Bug 953115

Summary:

Host is flapping between non-operational and UP status when required network is down.

Product:

Red Hat Enterprise Virtualization Manager

Reporter:

Meni Yakove <myakove>

Component:

ovirt-engine

Assignee:

Mike Kolesnik <mkolesni>

Status:

CLOSED CURRENTRELEASE

QA Contact:

Meni Yakove <myakove>

Severity:

high

Docs Contact:

Priority:

urgent

Version:

3.2.0

CC:

acathrow, dyasny, iheim, lpeer, mpavlik, Rhev-m-bugs, sgrinber, yeylon, ykaul, yzaslavs

Target Milestone:

---

Target Release:

3.2.0

Hardware:

x86_64

OS:

Linux

Whiteboard:

network

Fixed In Version:

sf14

Doc Type:

Bug Fix

Doc Text:

Story Points:

---

Clone Of:

Environment:

Last Closed:

Type:

Bug

Regression:

---

Mount Type:

---

Documentation:

---

CRM:

Verified Versions:

Category:

---

oVirt Team:

Network

RHEL 7.3 requirements from Atomic Host:

Cloudforms Team:

---

Target Upstream Version:

Embargoed:

Attachments:

Description	Flags
engine.log	none

Description Meni Yakove 2013-04-17 11:57:38 UTC

Description of problem:
When required network is down the host changes status to non-operational and after few minuets it changes to UP status again for few more minuets.
Also when activating it manually the status of the host is changed to UP and then non-operational again.
While the host is in UP state I can run VM on it. (even with required network is down) 


Version-Release number of selected component (if applicable):
rhevm-3.2.0-10.19.beta2.el6ev.noarch

How reproducible:
100%

Steps to Reproduce:
1. Create network NET1 on the cluster and make it required network.
2. Attach NET1 to eth1 on the host. 
3. On the host run: ifconfig eth1 down.
  
Actual results:
Host is flapping between non-operational and UP status

Expected results:
Host should be non-operational at all time.

Comment 1 Meni Yakove 2013-04-17 12:00:51 UTC

Created attachment 736817 [details]
engine.log

Comment 2 Moti Asayag 2013-04-18 06:55:03 UTC

The source of this bug resides on the difference between the collected data by the GetVdsCapabilities to the GetVdsStats.

When activating a host, the GetVdsCapabilities is called and verifies from network point-of-view the existence of the required networks on the host.
GetVdsCapabilities doesn't contain any information about the the underlying nics state.

Verifying the underlying nics state is done regularly by GetVdsStats, which verifies that the nics configured for the logical networks are valid, else the host is set to non-operational status.

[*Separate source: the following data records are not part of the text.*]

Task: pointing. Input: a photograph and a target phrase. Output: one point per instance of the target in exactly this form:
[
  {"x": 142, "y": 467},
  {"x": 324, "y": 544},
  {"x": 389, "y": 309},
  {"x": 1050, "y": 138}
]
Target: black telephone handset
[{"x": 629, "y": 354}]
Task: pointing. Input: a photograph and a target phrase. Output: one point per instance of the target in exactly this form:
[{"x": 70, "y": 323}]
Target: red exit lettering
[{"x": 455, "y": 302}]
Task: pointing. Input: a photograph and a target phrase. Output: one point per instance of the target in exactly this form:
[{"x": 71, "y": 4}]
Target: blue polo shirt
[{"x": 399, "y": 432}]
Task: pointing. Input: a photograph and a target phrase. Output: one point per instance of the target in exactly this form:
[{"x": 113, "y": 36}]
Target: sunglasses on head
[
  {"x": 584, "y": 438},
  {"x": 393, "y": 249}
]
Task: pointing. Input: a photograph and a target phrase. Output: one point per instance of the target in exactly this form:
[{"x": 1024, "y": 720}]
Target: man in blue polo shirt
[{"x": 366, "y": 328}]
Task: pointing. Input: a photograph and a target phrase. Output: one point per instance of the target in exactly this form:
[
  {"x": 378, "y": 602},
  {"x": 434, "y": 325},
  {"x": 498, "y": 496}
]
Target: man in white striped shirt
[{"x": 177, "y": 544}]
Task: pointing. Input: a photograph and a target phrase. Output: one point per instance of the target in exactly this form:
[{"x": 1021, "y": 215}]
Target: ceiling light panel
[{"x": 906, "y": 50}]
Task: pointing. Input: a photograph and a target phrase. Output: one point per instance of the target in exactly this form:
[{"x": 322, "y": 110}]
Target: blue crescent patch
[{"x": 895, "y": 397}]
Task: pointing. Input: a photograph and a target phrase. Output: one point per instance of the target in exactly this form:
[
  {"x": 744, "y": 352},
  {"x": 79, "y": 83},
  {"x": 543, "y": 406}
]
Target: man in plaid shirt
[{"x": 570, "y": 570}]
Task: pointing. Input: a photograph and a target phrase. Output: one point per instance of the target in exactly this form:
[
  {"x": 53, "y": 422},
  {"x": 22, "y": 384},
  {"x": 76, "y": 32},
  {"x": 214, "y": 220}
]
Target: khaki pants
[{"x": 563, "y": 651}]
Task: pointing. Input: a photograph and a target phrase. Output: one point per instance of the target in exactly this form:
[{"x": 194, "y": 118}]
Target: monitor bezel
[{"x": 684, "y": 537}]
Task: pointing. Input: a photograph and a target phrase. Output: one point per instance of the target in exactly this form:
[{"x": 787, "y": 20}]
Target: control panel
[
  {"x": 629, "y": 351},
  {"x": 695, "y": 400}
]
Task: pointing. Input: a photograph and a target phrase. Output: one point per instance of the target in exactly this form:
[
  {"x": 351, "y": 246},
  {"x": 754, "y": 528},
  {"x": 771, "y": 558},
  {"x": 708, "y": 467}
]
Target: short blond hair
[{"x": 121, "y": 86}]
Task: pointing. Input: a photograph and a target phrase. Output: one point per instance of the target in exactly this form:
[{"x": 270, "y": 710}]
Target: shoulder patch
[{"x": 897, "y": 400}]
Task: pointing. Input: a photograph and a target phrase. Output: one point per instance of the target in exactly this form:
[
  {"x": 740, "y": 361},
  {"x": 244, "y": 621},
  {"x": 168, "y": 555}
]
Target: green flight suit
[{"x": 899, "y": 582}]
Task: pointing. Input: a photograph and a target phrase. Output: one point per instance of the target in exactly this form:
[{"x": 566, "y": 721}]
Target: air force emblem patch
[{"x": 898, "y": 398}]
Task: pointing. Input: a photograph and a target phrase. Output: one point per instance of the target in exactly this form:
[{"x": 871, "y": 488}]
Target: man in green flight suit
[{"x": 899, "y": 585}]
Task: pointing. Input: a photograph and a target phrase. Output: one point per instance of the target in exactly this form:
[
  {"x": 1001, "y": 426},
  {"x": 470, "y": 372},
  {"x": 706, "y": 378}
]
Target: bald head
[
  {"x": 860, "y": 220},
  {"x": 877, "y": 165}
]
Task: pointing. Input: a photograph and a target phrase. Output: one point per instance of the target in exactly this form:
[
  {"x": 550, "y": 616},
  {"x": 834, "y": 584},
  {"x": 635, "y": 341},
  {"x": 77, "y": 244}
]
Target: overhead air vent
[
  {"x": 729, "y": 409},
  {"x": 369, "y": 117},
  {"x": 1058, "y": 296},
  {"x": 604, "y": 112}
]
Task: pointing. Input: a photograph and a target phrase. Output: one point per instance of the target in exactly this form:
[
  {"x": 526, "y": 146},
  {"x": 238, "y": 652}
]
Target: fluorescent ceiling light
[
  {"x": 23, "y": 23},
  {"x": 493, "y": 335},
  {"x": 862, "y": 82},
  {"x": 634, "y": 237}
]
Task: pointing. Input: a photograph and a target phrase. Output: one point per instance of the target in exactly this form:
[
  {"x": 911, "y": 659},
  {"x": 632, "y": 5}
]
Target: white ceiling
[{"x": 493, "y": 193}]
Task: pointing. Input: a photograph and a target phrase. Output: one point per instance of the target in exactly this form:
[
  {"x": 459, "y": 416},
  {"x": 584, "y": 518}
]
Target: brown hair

Every 5 minutes, the Auto-Recovery manager tries to activate any of the hosts in non-operational status and the same scenario recurs.

Comment 3 Simon Grinberg 2013-04-18 08:30:35 UTC

This can be done in 3 ways:
1 - Before trying to activate, the auto recovery should get stats and not try to activate only if the error conditions still exists - not sure this can be done for storage though. 
2 - Every getVdsStats call that indicates the interface is still down should reset the auto-recovery timer 
3 - Before moving from Non-Operational to Up call getVdsStats to determine if to move the host to up in the first place.

We are seeing this incorrect behaviour just too often and it need to be solved for all cases.

Comment 5 Moti Asayag 2013-04-18 09:49:43 UTC

(In reply to comment #3)
> This can be done in 3 ways:
> 1 - Before trying to activate, the auto recovery should get stats and not
> try to activate only if the error conditions still exists - not sure this
> can be done for storage though. 

We can prevent from the auto-recovery to run if the host has an invalid nic for a required network, which will end up eventually in non-operational status. 
The non-operational status doesn't collect statistics from the host.
Therefore if host move to non-operational from network-reason, the user will have to manually activate the host.

> 2 - Every getVdsStats call that indicates the interface is still down should
> reset the auto-recovery timer 

The issues with 2 is that the timer isn't per-host, but a single timer that attempt to activate all of the hosts.

> 3 - Before moving from Non-Operational to Up call getVdsStats to determine
> if to move the host to up in the first place.
> 

This requires invoking the GetVdsStats from the the host refresh capabilities flow.

> We are seeing this incorrect behaviour just too often and it need to be
> solved for all cases.

Comment 6 Mike Kolesnik 2013-04-18 14:04:49 UTC

Pushed a patch to fix according to solution #1, as presented by Moti.

Comment 8 Martin Pavlik 2013-04-26 14:50:02 UTC

in SF14 Host is non-operational at all time, as expected

Comment 9 Itamar Heim 2013-06-11 09:44:17 UTC

3.2 has been released

Comment 10 Itamar Heim 2013-06-11 09:44:26 UTC

3.2 has been released

Comment 11 Itamar Heim 2013-06-11 09:55:28 UTC

3.2 has been released